In emphasizing the need for the UN resolution to include a guarantee of Israel’s right to live in security, Peres explained that security means how to stop terrorism, and how to stop the smuggling of arms. If the resolution deals only with the security of Israel, he said, the Palestinians won’t be satisfied, and if it relates only to a Palestinian state, the Israelis won’t be satisfied. Therefore the resolution must contain the two components.
Peres also underscored Israel’s right to board ships carrying arms to elements hostile to Israel, even when such vessels are not in Israeli territorial waters. Only if it turns back, does Israel lose its boarding rights, he said.
The presence of flotillas in the area has become a provocation, Peres continued. “Whoever wants to have peace in Gaza, tell them to stop shooting and smuggling arms and to renounce terror.” Israel would like to see that the limitations introduced by the Quartet and by the UN are respected in Gaza, he added.

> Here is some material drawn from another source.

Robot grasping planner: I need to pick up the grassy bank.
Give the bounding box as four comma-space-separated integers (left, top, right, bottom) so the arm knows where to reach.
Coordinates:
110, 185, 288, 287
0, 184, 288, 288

While aware that UN Secretary- General Ban Ki-moon wants to be fair to both sides, Peres confessed that Israel is worried, not by anything that the Secretary General might do or say, but by the majority of members of the UN. “We’re worried about the built-in majority against us. We don’t have a chance.
It’s a lost cause,” he said, but noted that not all UN member states are happy about Iran’s policy which seeks to destroy another member state. It goes against the UN Charter, he said.
Peres praised the secretarygeneral for having introduced International Holocaust Remembrance Day and stated that Israel also remembers that it is “a child of the UN from November 1947, when the majority decided to support the creation of an Arab state and a Jewish state.
We accepted it. The Arabs rejected it.”
Peres said that as a responsible member of the UN, Israel calls for a balanced and responsible resolution [in September].
He also voiced Israel’s desire to help the world overcome poverty, disease, dictatorship and corruption, and expressed Israel’s willingness to help the young generation of Arabs to have a better world. He was confident that once there is an agreement on peace and security, other issues will fall into place.
“We are for an independent Palestinian state living in prosperity and democracy,” he said.
Migiro, familiar with Israel from previous visits, said she was happy to be back and reaffirmed the cooperation between the UN and the government and people of Israel.
“We are strong partners,” she said, commending Israel for its commitment to combating poverty and discrimination and for contributing to the development of other countries.
The UN stands committed to working for an internationally agreed upon two state solution with the two states living in peace and security, said Migiro.
Relating to International Holocaust Remembrance Day, Migiro, who has visited both Yad Vashem and Auschwitz, said that the UN is working closely with Yad Vashem “to make sure that this chapter in history is not repeated.”